With his two grown children and three grandsons far away in the US and South Korea, the then-73-year-old Korean immigrant in Brazil spent most of his time watching Korean TV in his Sao Paulo home or passing the time at a nearby park.
Then an idea from his son, worried about his empty-nester father, changed everything.
At first reluctantly, Lee started to draw for his grandsons -- Arthur, Allan and Astro, whom he missed dearly -- and posted the drawings on Instagram with the help of his wife and son.
Art and social media, which had no personal meaning for Lee until then, slowly became a means to tell stories about his life, send love to his dear ones and reconnect with the world.
Four years and nearly 500 postings later, Lee and his wife An Kyong-ja are social media icons, having endeared themselves to over 387,000 followers on Instagram.
|Lee Chan-jae and his wife, An Kyong-ja|
“I am living a new life now,” said Lee, now 77, sitting alongside his wife during an interview with The Korea Herald in Seoul earlier this week.
“Who would have thought? I was a retiree who had nothing else to do except go to the park.”
The couple’s story has been carried by international media, including BBC and Al Jazeera, and made into a book, “Looking Back, Life Was Beautiful,” which was released in Korea earlier this year. They had a solo art exhibition in Brazil and Seoul and recently won the international Webby Award. Prints of Lee’s drawings are now available for sale.

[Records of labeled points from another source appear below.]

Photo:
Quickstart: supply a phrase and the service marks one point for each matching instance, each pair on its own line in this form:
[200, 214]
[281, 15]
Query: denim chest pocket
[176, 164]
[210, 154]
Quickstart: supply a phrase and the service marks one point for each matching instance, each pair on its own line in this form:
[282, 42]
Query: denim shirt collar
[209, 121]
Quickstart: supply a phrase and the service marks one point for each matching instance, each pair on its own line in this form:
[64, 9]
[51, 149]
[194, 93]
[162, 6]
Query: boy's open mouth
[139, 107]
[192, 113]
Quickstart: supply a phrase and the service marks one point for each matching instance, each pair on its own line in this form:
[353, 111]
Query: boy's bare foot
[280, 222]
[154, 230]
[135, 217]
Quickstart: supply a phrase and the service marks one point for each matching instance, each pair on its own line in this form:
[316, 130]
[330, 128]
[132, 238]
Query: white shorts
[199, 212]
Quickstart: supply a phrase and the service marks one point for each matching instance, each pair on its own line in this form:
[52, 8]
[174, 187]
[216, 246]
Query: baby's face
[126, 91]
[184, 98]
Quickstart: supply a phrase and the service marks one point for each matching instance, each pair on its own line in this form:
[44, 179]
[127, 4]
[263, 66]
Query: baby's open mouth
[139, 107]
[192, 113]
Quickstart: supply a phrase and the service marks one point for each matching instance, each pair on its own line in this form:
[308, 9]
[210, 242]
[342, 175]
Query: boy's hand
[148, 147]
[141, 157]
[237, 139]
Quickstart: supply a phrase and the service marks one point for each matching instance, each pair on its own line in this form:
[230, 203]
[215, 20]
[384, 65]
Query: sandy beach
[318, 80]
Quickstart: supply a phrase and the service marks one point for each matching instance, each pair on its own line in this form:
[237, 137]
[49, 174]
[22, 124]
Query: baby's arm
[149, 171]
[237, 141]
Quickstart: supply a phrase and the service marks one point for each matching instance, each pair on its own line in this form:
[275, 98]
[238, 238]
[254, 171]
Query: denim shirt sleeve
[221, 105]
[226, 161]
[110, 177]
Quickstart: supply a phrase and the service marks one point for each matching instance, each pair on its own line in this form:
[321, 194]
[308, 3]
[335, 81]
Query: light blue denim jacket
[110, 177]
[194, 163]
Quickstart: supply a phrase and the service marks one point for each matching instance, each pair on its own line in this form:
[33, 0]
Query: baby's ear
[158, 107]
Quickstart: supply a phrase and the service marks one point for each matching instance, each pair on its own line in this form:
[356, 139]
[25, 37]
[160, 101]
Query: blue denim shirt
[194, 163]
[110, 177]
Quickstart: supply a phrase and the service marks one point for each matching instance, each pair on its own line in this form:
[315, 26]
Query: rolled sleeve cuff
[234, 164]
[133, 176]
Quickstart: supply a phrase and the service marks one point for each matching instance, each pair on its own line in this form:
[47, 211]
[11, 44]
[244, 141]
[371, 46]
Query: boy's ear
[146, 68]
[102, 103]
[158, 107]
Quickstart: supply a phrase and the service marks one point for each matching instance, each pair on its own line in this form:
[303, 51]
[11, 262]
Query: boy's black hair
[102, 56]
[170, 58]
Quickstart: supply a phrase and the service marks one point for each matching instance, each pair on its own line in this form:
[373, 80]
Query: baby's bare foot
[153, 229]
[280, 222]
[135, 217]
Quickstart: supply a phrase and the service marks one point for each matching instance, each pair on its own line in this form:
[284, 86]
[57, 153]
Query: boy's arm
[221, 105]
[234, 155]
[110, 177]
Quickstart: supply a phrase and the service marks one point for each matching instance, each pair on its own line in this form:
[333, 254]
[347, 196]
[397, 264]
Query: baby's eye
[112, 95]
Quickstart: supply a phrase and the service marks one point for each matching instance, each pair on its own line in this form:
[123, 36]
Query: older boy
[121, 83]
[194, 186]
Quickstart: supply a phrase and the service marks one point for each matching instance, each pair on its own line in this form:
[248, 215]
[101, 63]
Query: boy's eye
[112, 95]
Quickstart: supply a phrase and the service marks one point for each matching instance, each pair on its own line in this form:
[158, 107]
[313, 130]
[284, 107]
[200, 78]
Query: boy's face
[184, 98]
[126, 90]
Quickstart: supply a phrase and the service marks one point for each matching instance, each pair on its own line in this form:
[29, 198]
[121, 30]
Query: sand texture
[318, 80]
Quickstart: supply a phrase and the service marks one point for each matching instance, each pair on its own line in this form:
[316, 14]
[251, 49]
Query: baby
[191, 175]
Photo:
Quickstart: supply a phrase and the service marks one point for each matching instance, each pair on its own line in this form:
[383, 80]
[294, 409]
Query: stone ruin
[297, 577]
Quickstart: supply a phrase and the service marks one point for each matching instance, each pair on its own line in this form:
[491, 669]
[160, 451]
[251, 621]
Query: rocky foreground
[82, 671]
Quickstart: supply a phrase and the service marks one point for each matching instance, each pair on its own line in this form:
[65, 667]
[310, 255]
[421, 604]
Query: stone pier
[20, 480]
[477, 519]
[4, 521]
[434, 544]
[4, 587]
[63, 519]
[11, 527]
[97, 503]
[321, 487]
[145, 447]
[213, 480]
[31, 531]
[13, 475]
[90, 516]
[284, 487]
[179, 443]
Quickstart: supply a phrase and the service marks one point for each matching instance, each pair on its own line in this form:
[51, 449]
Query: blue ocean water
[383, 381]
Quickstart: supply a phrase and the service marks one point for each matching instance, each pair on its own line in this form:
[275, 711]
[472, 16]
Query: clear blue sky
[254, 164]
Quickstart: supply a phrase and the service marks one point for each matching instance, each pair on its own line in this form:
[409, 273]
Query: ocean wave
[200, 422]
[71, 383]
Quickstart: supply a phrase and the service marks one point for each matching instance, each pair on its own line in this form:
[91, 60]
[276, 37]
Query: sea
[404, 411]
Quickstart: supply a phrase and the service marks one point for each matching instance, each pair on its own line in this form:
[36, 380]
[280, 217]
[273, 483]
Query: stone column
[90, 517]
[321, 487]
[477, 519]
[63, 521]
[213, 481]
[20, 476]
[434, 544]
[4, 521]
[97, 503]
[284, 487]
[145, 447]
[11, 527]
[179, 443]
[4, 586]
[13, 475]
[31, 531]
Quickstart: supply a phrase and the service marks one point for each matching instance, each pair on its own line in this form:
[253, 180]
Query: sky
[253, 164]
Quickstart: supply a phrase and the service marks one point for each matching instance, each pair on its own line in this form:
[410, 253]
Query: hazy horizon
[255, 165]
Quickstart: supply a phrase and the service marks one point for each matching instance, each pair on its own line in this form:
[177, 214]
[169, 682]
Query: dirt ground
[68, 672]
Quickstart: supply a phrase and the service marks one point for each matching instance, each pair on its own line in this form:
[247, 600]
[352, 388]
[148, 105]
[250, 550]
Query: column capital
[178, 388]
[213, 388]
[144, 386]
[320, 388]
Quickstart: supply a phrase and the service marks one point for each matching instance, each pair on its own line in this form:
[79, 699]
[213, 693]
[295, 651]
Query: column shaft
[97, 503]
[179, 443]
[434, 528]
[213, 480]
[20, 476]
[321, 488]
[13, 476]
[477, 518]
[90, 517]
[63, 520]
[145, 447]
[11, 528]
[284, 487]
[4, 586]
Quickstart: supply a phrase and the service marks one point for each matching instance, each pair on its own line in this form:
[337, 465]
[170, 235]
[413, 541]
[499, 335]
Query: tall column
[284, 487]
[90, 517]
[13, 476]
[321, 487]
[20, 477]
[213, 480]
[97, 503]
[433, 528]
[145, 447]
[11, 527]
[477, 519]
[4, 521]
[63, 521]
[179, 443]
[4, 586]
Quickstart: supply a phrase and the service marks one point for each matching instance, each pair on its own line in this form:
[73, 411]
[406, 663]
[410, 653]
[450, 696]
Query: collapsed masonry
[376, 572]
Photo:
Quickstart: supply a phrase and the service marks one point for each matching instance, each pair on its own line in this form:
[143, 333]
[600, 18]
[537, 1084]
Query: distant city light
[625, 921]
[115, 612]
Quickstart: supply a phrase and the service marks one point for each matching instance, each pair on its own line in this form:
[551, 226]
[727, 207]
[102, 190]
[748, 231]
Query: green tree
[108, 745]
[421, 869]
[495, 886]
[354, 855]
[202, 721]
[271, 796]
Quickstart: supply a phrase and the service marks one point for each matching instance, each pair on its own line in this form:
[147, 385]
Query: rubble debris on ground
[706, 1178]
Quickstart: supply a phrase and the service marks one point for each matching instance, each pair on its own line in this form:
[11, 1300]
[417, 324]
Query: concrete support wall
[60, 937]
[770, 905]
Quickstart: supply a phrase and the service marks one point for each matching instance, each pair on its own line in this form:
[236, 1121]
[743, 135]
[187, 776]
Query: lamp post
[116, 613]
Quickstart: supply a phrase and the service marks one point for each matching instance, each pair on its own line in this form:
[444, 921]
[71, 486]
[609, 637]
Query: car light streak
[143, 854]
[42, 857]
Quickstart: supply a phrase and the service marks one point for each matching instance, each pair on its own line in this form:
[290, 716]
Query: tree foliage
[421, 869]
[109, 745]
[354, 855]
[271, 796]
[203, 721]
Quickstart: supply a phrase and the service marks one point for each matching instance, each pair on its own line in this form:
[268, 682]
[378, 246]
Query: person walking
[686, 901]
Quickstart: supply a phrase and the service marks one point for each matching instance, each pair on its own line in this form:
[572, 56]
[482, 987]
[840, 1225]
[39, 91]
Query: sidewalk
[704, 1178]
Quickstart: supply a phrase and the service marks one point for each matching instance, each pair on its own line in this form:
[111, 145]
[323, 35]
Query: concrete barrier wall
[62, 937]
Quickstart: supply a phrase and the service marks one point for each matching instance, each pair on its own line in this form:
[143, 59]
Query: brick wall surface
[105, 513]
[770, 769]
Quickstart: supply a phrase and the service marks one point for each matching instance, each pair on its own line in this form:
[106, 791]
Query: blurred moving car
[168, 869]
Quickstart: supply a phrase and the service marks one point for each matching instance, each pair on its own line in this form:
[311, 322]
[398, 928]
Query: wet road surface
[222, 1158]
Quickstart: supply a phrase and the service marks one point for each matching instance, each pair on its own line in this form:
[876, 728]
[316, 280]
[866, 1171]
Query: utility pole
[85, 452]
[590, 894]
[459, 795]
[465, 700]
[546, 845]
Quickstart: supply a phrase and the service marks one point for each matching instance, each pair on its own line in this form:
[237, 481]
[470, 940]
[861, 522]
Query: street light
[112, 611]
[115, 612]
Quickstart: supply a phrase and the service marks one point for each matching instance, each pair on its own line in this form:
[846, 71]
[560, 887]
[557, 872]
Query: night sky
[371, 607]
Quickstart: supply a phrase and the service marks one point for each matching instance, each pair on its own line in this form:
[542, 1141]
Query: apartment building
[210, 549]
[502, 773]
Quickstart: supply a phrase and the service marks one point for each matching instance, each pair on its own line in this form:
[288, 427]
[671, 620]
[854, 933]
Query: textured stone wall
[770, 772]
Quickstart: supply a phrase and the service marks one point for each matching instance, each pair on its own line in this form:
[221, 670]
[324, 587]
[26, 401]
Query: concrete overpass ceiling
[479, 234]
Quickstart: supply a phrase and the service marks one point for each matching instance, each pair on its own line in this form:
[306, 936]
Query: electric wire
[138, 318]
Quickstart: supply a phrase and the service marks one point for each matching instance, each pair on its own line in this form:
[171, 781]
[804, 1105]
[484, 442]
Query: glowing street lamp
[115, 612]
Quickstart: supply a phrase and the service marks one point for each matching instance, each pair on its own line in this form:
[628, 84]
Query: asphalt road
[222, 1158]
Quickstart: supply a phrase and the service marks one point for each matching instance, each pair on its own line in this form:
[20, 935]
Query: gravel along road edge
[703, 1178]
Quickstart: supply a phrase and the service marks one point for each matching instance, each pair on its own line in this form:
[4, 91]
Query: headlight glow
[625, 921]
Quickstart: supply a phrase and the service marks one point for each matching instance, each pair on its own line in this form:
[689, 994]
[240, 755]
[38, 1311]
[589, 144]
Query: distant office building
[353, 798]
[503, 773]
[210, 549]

During the interview, An, Lee’s wife, shared how a passerby recognized them on the street just a few days earlier after they appeared on Korean TV. The couple moved back to Korea in 2017 and now live in Bucheon, west of Seoul, a five-minute walk from the home of their daughter and two teenage grandsons.
Lee Miru, the daughter who accompanied the couple to the interview, said Arthur, 15, and Allan, 14, are proud of their grandparents.
“Like any boy their age, they’re into YouTube and mobile games. They don’t do Instagram that much, but I know they check their grandparents’ account from time to time. They won’t say anything, though,” she said.
For the senior Lee, the journey was also about discovering a new self, or the artist inside him.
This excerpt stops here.